Dengan demikian, seluruh pencairan masih mengikuti skema yang telah berlaku sejak Januari 2024.
Rincian Nominal Gaji Pensiun
Besaran gaji pensiun berbeda-beda tergantung golongan. Untuk golongan I, nominalnya berkisar antara Rp1,7 juta hingga Rp2,2 juta.
Golongan II berada di kisaran Rp1,7 juta hingga Rp3,2 juta. Sementara golongan III berkisar Rp2 juta hingga Rp4 jutaan.
Adapun golongan IV sebagai golongan tertinggi menerima gaji pokok antara Rp2,7 juta hingga Rp4,9 juta.
Namun perlu diingat, angka tersebut hanya gaji pokok. Pensiunan juga masih menerima berbagai tunjangan yang membuat total penerimaan lebih besar.
Isu kenaikan gaji pensiunan memang terus bergulir. Namun hingga kini, pemerintah belum memberikan kepastian.
Menteri Keuangan Purbaya Yudi Sadewa menyatakan bahwa rencana kenaikan masih dalam tahap evaluasi, terutama terkait kondisi keuangan negara pada triwulan pertama 2026.
Keputusan baru kemungkinan diambil setelah proses evaluasi selesai.
Isu Perpres 79/2025 Diluruskan
Taspen juga meluruskan informasi yang sempat beredar terkait Peraturan Presiden Nomor 79 Tahun 2025.
Banyak yang mengira aturan tersebut menjadi dasar kenaikan gaji pensiunan. Namun faktanya, hingga saat ini acuan resmi tetap PP Nomor 8 Tahun 2024.
Kesalahpahaman ini terjadi karena informasi yang beredar tidak diverifikasi secara menyeluruh.

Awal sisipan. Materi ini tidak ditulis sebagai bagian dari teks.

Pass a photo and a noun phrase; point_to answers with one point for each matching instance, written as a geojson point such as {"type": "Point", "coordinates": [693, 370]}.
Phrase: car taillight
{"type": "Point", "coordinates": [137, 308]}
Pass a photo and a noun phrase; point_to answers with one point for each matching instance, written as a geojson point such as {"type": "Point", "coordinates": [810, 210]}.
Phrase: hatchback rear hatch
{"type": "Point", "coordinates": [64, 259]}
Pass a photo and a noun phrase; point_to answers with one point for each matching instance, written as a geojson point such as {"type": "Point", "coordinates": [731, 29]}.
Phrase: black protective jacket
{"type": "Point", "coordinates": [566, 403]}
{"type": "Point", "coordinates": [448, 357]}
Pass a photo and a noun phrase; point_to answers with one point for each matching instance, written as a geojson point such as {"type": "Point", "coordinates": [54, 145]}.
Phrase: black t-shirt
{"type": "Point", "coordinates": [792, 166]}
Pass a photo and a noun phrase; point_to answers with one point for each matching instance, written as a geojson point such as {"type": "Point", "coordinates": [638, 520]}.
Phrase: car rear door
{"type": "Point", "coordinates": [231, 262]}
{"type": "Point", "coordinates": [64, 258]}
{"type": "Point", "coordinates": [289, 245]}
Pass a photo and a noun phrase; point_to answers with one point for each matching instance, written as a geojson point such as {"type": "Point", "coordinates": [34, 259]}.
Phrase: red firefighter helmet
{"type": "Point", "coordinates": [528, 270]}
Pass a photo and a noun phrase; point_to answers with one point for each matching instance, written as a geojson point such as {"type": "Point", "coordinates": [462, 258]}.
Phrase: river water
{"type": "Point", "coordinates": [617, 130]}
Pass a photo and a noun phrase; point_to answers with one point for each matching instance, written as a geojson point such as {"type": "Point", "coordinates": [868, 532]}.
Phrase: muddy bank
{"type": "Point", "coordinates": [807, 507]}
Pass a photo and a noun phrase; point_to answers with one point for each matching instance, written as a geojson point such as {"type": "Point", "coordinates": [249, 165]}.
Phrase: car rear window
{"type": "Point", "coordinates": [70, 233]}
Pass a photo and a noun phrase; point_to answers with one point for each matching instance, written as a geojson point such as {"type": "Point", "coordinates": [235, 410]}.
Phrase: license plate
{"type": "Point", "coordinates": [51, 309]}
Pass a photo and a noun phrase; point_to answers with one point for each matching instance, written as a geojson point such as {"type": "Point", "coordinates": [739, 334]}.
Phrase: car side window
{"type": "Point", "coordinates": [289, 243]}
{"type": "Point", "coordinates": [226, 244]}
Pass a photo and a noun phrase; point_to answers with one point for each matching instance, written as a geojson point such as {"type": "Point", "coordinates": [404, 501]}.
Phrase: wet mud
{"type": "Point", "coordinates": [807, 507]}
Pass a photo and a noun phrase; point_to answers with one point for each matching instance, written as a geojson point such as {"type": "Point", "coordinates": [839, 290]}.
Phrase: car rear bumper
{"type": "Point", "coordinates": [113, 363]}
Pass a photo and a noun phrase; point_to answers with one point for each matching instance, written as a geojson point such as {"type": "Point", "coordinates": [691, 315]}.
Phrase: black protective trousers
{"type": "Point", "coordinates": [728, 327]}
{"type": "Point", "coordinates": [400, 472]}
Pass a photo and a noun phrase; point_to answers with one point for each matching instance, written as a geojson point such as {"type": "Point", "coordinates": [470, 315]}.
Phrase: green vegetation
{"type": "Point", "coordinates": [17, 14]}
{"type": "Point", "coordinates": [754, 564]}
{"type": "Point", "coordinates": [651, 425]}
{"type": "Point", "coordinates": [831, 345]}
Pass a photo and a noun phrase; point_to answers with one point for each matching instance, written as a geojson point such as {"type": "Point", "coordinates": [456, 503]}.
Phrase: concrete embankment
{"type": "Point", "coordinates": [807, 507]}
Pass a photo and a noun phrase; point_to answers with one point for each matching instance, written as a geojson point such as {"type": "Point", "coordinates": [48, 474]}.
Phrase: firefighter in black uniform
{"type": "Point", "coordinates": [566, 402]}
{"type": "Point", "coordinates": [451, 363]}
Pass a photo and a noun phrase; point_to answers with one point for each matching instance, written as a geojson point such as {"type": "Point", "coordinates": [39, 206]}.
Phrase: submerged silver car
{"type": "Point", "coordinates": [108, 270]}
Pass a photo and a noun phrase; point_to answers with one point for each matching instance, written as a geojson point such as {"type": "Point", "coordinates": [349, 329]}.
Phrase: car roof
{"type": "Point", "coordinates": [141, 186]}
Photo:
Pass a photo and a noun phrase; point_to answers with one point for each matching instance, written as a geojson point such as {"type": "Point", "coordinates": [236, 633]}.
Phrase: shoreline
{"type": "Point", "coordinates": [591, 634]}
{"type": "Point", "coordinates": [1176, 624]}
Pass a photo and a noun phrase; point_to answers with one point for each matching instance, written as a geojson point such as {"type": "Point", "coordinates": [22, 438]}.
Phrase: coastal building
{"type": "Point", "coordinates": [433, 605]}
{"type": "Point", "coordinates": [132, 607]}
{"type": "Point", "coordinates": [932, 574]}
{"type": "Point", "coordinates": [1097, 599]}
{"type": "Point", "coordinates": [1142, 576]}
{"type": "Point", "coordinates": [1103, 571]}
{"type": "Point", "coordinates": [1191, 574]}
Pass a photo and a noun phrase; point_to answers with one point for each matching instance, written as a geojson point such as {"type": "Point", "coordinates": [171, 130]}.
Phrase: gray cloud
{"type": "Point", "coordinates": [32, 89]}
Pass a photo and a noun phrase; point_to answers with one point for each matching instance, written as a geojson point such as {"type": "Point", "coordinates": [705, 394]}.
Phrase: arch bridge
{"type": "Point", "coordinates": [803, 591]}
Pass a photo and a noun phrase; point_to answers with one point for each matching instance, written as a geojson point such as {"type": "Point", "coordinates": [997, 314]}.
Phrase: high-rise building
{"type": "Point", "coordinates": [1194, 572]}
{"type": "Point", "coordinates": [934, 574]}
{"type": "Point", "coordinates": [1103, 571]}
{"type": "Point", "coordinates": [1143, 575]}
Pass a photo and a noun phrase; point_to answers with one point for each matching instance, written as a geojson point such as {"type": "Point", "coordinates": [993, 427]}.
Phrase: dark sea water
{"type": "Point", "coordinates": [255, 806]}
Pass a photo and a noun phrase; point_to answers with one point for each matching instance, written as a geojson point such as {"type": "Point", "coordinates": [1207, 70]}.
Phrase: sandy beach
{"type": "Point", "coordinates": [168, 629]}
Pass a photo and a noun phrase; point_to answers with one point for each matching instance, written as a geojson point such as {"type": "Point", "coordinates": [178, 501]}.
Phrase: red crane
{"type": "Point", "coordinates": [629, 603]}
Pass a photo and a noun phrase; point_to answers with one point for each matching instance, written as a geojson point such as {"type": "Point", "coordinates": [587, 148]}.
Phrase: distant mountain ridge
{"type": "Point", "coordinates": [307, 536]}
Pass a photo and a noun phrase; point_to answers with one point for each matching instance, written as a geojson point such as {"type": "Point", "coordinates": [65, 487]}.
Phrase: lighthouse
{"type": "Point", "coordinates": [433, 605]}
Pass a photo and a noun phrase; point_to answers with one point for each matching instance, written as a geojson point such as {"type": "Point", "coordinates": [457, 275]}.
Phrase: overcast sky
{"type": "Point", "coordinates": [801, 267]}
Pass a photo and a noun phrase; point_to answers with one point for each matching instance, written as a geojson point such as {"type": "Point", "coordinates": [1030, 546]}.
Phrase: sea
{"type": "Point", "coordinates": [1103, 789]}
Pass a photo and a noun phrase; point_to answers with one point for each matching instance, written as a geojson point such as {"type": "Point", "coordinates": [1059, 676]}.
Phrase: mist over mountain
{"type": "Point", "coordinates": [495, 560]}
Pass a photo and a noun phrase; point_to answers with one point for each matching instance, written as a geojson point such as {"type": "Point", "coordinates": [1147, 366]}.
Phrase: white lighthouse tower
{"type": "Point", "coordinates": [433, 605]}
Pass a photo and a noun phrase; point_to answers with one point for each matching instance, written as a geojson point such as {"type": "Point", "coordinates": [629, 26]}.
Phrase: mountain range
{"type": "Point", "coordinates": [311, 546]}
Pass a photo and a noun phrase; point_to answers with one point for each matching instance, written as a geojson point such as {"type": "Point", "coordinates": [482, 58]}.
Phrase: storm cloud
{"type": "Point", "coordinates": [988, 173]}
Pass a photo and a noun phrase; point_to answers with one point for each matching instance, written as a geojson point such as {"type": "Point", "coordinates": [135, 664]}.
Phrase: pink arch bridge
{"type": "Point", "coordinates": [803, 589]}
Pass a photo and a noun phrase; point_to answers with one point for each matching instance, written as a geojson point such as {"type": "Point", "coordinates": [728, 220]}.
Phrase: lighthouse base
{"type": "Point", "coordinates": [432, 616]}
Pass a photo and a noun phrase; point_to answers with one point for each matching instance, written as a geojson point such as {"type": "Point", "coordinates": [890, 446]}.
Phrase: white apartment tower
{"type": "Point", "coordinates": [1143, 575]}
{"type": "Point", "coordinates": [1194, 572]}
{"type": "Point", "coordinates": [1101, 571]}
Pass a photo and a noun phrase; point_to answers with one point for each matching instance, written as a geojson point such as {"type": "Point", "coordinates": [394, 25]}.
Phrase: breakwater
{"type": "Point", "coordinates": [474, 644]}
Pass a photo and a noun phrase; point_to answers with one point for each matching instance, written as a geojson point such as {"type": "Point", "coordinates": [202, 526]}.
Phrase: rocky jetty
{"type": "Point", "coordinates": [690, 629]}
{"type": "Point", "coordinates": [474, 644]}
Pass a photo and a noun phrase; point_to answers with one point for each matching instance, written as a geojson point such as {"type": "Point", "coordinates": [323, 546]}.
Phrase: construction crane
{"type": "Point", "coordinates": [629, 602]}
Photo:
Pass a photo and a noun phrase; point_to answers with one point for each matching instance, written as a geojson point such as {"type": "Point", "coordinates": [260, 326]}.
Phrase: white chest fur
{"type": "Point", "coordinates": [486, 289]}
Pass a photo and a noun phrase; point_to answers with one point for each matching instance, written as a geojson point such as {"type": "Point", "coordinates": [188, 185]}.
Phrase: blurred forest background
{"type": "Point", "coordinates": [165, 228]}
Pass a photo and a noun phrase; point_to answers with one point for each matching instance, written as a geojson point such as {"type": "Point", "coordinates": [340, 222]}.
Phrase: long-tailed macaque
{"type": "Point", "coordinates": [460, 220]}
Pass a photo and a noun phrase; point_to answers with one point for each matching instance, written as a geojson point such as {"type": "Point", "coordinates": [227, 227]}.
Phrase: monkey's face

Meski belum ada kepastian, perkembangan terbaru diperkirakan akan muncul dalam waktu dekat.
Tanggal 3 hingga 4 April 2026 menjadi momen penting karena bertepatan dengan selesainya evaluasi fiskal pemerintah.
Jika kondisi memungkinkan, pemerintah berpotensi mengumumkan kebijakan baru terkait kenaikan gaji.